Lo visto en Cuba el 11-J no puede ser olvidado, ni tergiversado, aunque ocurran otras marchas y otros actos, ya sean de protesta o de reafirmación revolucionaria, como seguro van a ocurrir y están ocurriendo.
Una semana después, los ánimos entre cubanos, lejos de calmarse, invitan a continuar peleando con una prédica guerrerista alimentada por años. Entre unos y otros no vale más la excusa de problemas digitados desde afuera. Sea el bloqueo que, por improcedente debe culminar, ni la amenaza de una invasión de gobiernos extranjeros o de organismos internacionales, ni grupos contrarevolucionarios, ni los movimientos disidentes dentro de la isla, ni los defensores a ultranza de la Revolución, ni los que, desengañados de todo, por edad o sentimientos, salieron a la calle o esperan que sean otros quienes resuelvan sus problemas.
Contenidas las protestas visibles dentro de la isla, por lo menos por ahora, con heridos y detenidos y amenazas de un escarmiento ejemplarizador, la guerra cubana hoy se libra con más fuerza en las redes, e incluye a todos los que tienen un teléfono listo para mostrar, trasmitir, hablar, denunciar, estén en Cuba o fuera de ella, sean ciudadanos con buenas intenciones, a favor o en contra, o los “trolls, los egocéntricos ávidos de atención mediática, los haters o los anónimos cobardes”, que pululan por las redes.
Luego del total apagón digital impuesto en Cuba después del 11-J, y con la amenaza de volver a producirse, las redes por las que vimos el horror, continúan con otros tipos de horrores.
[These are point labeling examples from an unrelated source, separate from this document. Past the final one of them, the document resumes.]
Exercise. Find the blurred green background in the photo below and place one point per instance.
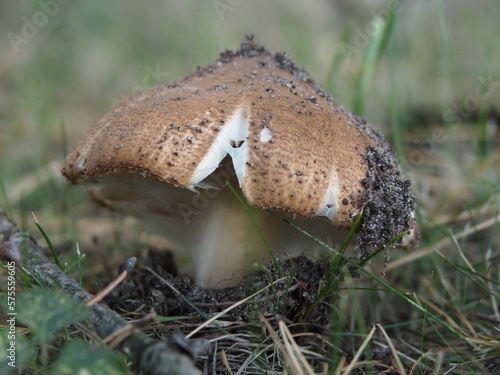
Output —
(65, 63)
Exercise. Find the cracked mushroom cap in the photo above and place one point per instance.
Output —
(255, 119)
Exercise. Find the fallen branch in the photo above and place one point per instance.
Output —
(150, 355)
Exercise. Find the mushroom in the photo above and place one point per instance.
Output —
(257, 121)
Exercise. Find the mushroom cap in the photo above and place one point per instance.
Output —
(293, 148)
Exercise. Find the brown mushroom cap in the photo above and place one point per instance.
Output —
(293, 148)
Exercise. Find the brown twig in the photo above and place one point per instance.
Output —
(150, 355)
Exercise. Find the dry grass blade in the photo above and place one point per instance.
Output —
(225, 361)
(442, 243)
(291, 352)
(393, 349)
(351, 365)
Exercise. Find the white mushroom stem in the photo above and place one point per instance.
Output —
(212, 237)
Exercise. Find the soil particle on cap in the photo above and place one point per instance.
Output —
(388, 203)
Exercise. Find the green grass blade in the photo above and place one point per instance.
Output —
(47, 240)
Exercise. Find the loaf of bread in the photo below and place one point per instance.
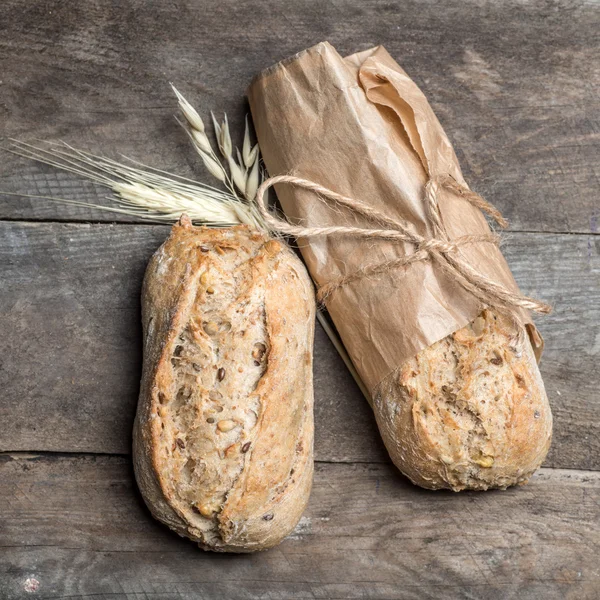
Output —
(223, 437)
(468, 412)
A la situación que visualizaron las protestas, hambruna, pandemia, falta de medicina, colas enormes sin distancia social posible, apagones sin solución, se une ahora el lenguaje del odio y la violencia, el acoso a través de redes sociales, no solo en defensa de una idea sino buscando la desmoralización del otro.
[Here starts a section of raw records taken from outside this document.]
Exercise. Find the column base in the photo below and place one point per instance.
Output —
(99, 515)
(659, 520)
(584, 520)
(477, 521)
Fuera de la isla, se suceden manifestaciones, enfrentamientos entre cubanos en las afueras de embajadas cubanas, amenazas de muerte, iracundos grupos de solidaridad con Cuba enfrentados a otros iracundos grupos que defienden el cambio en la isla.
Por ahora, el linchamiento, de unos y otros, es mediático y hoy parece más importante que el necesario diálogo. Como en la televisión, si hay peleas, hay más rating, solo que en la vida el sufrimiento es real.
Una isla cubierta de sangre cubana no debe estar en la mirada de nadie. Ni en la cúpula de la dirigencia cubana encerrada en sus ideas y sus prebendas que divide y manda a pelear a unos contra otros, ni en el ciudadano de a pie, entre los que están los que salieron a manifestarse el 11.J, los que fueron enviados a enfrentarse a estos y los que se quedaron en sus casas. Tampoco en los cubanos que alrededor del mundo intervienen también en el conflicto.
Los cubanos sabemos de la importancia de las palabras para evitar las guerras. La épica cubana de la revolución se ha nutrido de ella y ocurre lo mismo con el relato actual. ¿Acaso el #diazcanelsingao no se ha convertido en trending tropic con una palabra cuyo significado solo conocemos los cubanos? No cerrarse a la posibilidad de un diálogo, no solo entre amigos y familiares, sino también entre todos los que intervienen en la vida en la isla, debe ser más que un deseo.
Ocurra lo que ocurra ahora, los cubanos también se enfrentan a un mundo, aquejado por una pandemia que afecta a todos y que incide en la economía, en la política y en la vida. En un universo cada vez menos solidario, libertad para los presos que dejó el 11-J, castigo para los que en superioridad de condiciones reprimieron a los manifestantes, oídos atentos al clamor popular, que se impulsen los cambios que tengan que producirse y, sobre todo, cuidado en tiempos de pandemia.
El pasado domingo 11 de julio, yo estaba en Buenos Aires trabajando junto con el sociólogo argentino Esteban De Gori en un libro sobre el odio como herramienta de construcción política. Una semana después, los apuntes siguen en mi mesa junto a otro libro que lleva por título “¿Podremos vivir juntos?” Me respondo a mí misma. Espero que sí. El conflicto está en Cuba. La solución también.